A DNA library of H. pylori isolates was prepared using a Nextera XT DNA Sample Prep Kit (Illumina, Carlsbad, CA), which was used according to the manufacturer’s instructions to uniformly shear the DNA into 500 bp fragments and add unique adapter sequences to the fragments. The resulting DNA library was run on a MiSeq sequencer (Illumina) with a reagent kit (300 cycle, paired-end). Fluorescence images were analyzed using MiSeq Control Software, and FASTQ-formatted sequence data were generated using MiSeq Reporter Analysis.
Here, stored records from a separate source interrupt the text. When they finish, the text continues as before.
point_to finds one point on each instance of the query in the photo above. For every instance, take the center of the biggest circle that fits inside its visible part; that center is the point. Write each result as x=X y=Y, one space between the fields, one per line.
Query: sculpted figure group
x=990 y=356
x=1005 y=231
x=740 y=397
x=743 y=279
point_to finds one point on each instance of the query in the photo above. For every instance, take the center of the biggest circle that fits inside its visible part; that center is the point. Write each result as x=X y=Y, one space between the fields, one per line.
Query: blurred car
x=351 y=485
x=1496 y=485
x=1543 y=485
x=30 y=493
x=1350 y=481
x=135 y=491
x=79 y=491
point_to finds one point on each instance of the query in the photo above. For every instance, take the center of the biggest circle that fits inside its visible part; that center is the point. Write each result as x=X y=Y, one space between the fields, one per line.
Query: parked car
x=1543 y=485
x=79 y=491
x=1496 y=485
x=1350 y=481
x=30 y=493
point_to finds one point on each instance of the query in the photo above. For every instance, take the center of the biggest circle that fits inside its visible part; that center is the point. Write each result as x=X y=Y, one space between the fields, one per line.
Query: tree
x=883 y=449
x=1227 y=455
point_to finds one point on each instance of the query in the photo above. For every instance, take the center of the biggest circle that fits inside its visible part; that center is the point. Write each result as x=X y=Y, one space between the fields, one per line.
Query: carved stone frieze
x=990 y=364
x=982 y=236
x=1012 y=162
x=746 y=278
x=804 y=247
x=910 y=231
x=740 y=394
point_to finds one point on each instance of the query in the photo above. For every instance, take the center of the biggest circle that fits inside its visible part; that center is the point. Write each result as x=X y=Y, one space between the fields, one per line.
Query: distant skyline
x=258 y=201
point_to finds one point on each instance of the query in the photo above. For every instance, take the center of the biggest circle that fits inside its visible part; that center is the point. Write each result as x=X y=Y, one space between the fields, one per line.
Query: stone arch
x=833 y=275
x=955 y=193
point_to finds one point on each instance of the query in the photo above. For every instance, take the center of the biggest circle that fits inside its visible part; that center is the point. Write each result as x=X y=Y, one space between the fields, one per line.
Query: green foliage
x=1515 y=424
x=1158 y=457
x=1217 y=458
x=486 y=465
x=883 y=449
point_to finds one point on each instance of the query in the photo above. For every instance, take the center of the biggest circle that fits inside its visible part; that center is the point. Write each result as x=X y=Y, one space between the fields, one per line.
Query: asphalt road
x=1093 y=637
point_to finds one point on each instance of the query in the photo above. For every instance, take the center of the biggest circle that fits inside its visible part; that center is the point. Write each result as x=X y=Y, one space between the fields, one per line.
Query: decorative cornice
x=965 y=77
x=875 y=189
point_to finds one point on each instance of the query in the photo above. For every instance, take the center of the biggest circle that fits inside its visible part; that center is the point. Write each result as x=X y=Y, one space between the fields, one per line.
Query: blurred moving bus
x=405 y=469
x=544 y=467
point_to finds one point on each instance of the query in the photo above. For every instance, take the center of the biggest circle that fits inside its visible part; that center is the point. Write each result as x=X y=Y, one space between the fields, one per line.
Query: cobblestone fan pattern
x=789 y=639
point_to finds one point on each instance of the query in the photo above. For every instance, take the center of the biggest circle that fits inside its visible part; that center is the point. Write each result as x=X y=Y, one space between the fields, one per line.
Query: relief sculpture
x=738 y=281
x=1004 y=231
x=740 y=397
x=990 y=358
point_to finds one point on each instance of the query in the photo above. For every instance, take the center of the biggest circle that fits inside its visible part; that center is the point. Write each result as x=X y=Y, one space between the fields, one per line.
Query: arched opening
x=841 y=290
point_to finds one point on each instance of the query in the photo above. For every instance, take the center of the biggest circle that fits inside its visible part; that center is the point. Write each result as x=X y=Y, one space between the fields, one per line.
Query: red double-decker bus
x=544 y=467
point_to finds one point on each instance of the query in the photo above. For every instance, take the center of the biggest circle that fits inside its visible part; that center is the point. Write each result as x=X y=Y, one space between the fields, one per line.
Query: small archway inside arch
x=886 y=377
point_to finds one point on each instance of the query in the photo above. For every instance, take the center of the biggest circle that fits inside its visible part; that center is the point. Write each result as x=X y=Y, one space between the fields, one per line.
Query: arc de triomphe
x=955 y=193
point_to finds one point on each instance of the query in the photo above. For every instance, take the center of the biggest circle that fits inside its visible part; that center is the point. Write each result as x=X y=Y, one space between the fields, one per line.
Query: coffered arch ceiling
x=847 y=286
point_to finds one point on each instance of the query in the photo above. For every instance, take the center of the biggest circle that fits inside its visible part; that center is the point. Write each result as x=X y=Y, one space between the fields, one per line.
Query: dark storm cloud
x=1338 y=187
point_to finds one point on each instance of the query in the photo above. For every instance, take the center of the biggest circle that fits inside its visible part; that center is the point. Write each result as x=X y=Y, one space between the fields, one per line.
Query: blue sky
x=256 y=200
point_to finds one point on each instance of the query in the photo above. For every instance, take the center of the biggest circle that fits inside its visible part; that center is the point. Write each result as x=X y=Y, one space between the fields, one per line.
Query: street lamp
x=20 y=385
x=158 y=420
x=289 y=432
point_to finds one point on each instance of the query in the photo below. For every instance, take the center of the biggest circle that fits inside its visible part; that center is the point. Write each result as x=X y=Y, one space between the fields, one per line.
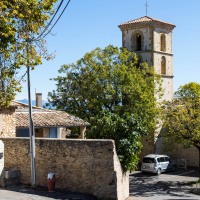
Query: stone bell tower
x=151 y=39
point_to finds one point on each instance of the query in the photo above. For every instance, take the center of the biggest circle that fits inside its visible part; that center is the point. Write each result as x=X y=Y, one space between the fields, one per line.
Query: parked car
x=154 y=163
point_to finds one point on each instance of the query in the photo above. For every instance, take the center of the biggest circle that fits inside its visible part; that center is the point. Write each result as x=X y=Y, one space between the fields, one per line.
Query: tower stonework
x=151 y=39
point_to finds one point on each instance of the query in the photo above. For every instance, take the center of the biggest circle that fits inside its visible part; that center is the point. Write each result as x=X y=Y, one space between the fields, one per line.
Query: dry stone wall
x=86 y=166
x=7 y=123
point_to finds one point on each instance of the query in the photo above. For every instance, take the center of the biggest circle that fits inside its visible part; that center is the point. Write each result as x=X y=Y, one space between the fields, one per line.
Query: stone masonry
x=86 y=166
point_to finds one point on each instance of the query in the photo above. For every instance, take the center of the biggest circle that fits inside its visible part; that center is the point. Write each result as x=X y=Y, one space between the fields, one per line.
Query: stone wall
x=191 y=155
x=86 y=166
x=7 y=122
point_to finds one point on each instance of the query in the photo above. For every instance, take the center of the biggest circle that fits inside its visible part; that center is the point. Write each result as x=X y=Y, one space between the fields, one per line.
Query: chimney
x=38 y=99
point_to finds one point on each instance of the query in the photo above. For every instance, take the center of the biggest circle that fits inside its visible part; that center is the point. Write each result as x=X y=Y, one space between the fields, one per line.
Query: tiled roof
x=144 y=19
x=45 y=117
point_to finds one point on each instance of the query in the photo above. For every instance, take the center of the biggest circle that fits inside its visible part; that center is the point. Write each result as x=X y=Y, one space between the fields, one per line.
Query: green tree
x=21 y=22
x=115 y=93
x=182 y=118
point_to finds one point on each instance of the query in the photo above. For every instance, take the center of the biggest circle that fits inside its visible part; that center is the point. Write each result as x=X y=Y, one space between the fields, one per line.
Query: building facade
x=151 y=39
Sequence read mapping and single nucleotide variant (SNV) detection

For the analyzed DNA sequence data, read qualities having a Q30 value above 80% were selected according to recommendations by Illumina. After a quality check and data trimming, the sequence reads were assembled with Genomics Workbench 8.5.1 (CLC bio, Aarhus, Denmark). The read mapping module was termed as CLC Assembly Cell 4.0, which was based on an uncompressed Suffix-Array representing the entire reference genome in a single data structure (White paper on CLC read mapper; October 10, 2012). Sequence reads were mapped against the ATCC 26695 genome (NC_000915) as a reference, and single nucleotide variants (SNVs) were identified with Fixed Ploidy Variant Detection modules with default parameters and minor modifications to the mapping algorithm. Variant detection of the software was set to 1.

To exclude false-positive variants that resulted from sequencing errors, we selected variants that were present in >90.0% of mapped reads with a minimum coverage of 100. Insertions, deletions, and successive multi nucleotide variants were also excluded due to the previously reported complexity involved in detecting true variants [18].

Phylogenetic analysis

We constructed a phylogenetic tree from CagL and CagI sequences of H. pylori isolates using Molecular Evolutionary Genetics Analysis version 7.0 (MEGA7) [23]. Evolutionary history was inferred using the Neighbor-Joining tree [31]. Trees were drawn to scale, wherein branch lengths are shown in the same units as those of the evolutionary distances used to infer the phylogenetic tree. The analysis involved 40 isolates, and the CagL and CagI sequences included 237 and 381 amino acids, respectively.

Statistical analysis

Differences in the number of amino acid changes (AAC) in CagL and CagI in clinical outcomes and regions in Southeast Asia were compared using the Fisher’s exact test. A difference associated with a p value <0.05 was considered to be significant. The SPSS statistical software package version 23.0.0.0 (SPSS, Inc., Chicago, IL) was used for all statistical analyses.

Nucleotide sequence accession number

Sequence reads of 19 Japanese clinical isolates and ATCC 26695 were previously deposited in the DNA Data Bank of Japan Sequence Read Archive (http://www.ddbj.nig.ac.jp/index-e.html) under accession number DRA001250. Sequence reads of 5 Vietnamese clinical isolates were deposited under accession number DRA002946, whereas 7 Chinese isolates and an additional 12 Japanese isolates were deposited under DRA004713.